BSG Ecology’s Role in the Project
BSG Ecology prepared the Appropriate Assessment Screening Report for the redevelopment project. This included change of use from residential to museum, demolition of a block-work shed on the eastern side of the house, provision of a new single-storey extension and hard landscaping works. The Appropriate Assessment Screening Report was commissioned by the Office of Public Works (OPW) to support the planning application for Bryce House redevelopment.
Bryce House is approximately 25 m from the site boundary of Glengarriff Harbour and Woodland SAC which surrounds Garinish Island. Glengarriff Harbour and Woodland is a Special Area of Conservation for habitats such as old sessile oak woods and alluvial forests and for species such as Kerry slug, lesser horseshoe bat, otter and common seal.

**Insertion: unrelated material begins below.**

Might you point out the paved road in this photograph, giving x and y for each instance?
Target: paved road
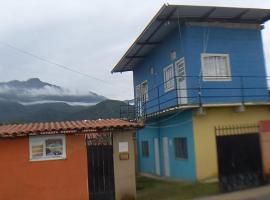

The boundary of Caha Mountains SAC is approximately 650 m from Bryce House. Caha Mountains is a Special Areas of Conservation for habitats such as northern Atlantic wet heaths with Erica tetralix, active blanket bog and Kerry slug and Killarney fern.
The available information on Glengarriff Harbour and Woodland SAC and Caha Mountains SAC was reviewed to establish whether or not the proposed redevelopment of Bryce House was likely to have a significant effect on the designated sites. The resulting Appropriate Assessment Screening Report set out the potential impacts on the key habitats and species, and considered the likelihood of such impacts causing a significant effect on the designated sites’ interest.
Garinish Island was visited in 2013 to undertake a walkover survey to inform the Appropriate Assessment process, and the redevelopment was identified as having the potential to impact on lesser horseshoe bat, which is a qualifying species for Glengarriff Harbour and Woodland SAC. The redevelopment required the demolition of a shed which was known to be a night perch site used occasionally by a small number of lesser horseshoe bats. However, it was determined that disturbance of lesser horseshoe bats would be limited to loss of the shed, and this was not considered likely to have a significant effect on the interest of the SAC. This was because there are sufficient alternative night perch sites, already used by the species, provided by the nearby front and side porches of Bryce House.
BSG Ecology maintained a close working relationship with the architects (OPW) and with National Parks and Wildlife Service during the AA screening process and throughout the renovation period. This included the provision of ongoing ecological advice as and when required, which helped the project along without any significant ecological hitches.
Planning permission was granted for the redevelopment of Bryce House on 12 August 2014. The redevelopment was completed between January and August 2015.